We are buying our first secondhand 5 series Hymer. All models apart from the garage model 574 look fine to us, so how do you decide ? Top budget is about 22k. There are 3 of us and one lively lab. The third of us will be 18 soon and will probably decide that lounging about with Mum and Dad discussing wine is not His Thing. Meaning we need only the overcab bed, but we do not want to be cramped. If not a Hymer any suggestions for another A class make? 
Anyone got any thoughts or are they all good (the Hymers not the thoughts)!

Thanks


----------



## teifiprt (Oct 2, 2007)

We've got a bar version 584 which sleeps 3. 2 in overcab bed and one on lounge bed
3 seperate rotating adjustable seats, plenty of locker space a nice big shower and room for the dog under the table.
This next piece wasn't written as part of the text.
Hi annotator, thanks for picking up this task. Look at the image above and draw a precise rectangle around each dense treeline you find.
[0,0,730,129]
In our opinion the space is well utilised.
Peter.


----------



## citroennut (May 16, 2005)

save up for a while and buy mine :lol: that way the 18 yo gets to sleep at the other end of the 'van and is closed away behind a door with their own tv.

simon


----------



## lins (Sep 29, 2008)

Hi we have a pilote galaxy40 ,drop down bed,very large end washroom.L shape kitchen middle dinning table with settee on other side.You can also make a double or grandson(age 4)sleeps on settee.We find we have plenty of space for everything it has large ski locker and bags of cupboard space.Its just us two most of the time plus 2 dogs.Van is just under 20ft so very easy to park drive etc.One to consider.regards lin.


----------